7 thoughts on “LACMTA Rail Ridership Update – July 2014

  1. Pingback: Today’s Headlines | Streetsblog Los Angeles

  2. Erik Griswold

    I find it very interesting that the line that goes from nowhere to nowhere (Green) and has at its best a 15 minute headway (and goes to 20 off-peak) has equal ridership with the line (Gold) that has “stimulated development” and runs on 6 minutes headways at peak then 10 late before running a 20 minute service late at night.

    1. Fakey McFakename

      Green goes from nowhere to nowhere 100% grade separated. Gold goes from somewhere to somewhere-ish (Union Station isn’t ideal for most commuters, hence the RC) with a painfully slow segment along Marmion Way. For commuters, speed matters. Metro really needs to work on progressively increasing grade separations and signal priorities – on Marmion Way for the Gold Line, between Pico and USC on Expo, and pretty much everywhere on Blue. Rapid transit needs to be rapid. Making it so has taken a back seat to system expansion so far, but Metro should take a serious look at it in a measure R2.

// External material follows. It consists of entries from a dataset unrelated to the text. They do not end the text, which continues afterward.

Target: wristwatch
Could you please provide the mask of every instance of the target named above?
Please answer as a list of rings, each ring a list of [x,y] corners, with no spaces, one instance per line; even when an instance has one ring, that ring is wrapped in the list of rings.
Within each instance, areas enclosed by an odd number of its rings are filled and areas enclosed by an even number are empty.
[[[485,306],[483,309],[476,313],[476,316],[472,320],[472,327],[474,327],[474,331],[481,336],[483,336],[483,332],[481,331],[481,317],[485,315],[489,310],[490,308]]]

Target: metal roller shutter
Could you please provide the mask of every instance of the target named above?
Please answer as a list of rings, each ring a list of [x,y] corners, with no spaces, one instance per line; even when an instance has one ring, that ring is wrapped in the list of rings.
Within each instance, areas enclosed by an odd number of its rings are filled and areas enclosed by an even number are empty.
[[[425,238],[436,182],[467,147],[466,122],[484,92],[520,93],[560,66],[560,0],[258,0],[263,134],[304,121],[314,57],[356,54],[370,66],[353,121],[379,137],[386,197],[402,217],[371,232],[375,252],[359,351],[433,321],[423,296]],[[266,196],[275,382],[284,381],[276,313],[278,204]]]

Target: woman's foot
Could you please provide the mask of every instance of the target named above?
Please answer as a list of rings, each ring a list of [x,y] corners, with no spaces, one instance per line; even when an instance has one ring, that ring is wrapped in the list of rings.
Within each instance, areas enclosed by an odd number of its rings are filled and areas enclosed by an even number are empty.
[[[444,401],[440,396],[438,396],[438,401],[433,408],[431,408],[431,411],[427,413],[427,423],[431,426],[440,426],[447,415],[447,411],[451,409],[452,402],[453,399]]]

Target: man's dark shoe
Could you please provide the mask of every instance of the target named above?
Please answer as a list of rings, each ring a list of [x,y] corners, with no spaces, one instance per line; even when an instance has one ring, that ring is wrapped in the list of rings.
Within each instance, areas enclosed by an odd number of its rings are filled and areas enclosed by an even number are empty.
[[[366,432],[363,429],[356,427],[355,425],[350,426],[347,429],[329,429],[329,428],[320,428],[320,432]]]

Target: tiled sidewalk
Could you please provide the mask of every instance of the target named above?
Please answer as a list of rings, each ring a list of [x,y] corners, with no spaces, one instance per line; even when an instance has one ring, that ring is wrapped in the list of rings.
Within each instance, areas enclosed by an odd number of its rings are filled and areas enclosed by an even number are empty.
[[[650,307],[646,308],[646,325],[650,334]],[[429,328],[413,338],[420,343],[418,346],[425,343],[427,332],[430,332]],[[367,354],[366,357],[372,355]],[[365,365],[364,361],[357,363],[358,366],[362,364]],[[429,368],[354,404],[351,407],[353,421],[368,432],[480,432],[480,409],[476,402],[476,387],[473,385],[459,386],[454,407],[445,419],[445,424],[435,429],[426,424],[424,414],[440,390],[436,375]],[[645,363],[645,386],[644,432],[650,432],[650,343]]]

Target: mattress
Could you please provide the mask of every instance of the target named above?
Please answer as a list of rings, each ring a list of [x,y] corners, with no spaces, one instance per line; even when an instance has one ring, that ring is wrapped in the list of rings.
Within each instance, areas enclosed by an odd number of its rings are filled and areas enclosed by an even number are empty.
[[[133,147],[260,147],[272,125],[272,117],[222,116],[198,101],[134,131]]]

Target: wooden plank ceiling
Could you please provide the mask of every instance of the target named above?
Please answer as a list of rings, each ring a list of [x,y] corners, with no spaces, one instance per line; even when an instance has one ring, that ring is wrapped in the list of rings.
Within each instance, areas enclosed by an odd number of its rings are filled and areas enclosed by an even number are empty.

      1. letsgola Post author

        I wouldn’t say the Green Line goes from nowhere to nowhere. It goes through some pretty dense residential areas and connects to the commercial district in El Segundo. It doesn’t go anywhere that’s high on a tourist’s or urbanist’s priority list, but it’s useful for the people riding it. I think it would benefit from some infill stations on the sections where there are long gaps – like say Western, Atlantic, Paramount, and Bellflower. The airport will hopefully be taken care of by the APM, and longer term, hopefully by some good planning regarding future lines along Lincoln & Sepulveda.

        I agree on the Gold Line; the speed restriction on Marmion Way is ridiculous. There are also the painfully slow curves between Chinatown and 1st Street just beyond Little Tokyo, all of which are unfortunately staying after Regional Connector is done. (Dream: a straight shot alignment from 1st/Alameda split on Regional Connector to Union Station via Hewitt St ROW.) There’s also the crappy curves near Indiana (why not just tunnel right to 3rd St) and weird stop spacing in East LA (Maravilla? No stop at Eastern?).

        Also agree on Measure R2. Speed & reliability on Flower & Washington are going to become bigger and bigger problems as time goes by.

    1. letsgola Post author

      Hehe yes, and I am taking advantage of that technicality 🙂

      Honestly, though, I’m glad that Houston’s system is doing well, and I hope the future lines prove to be just as useful!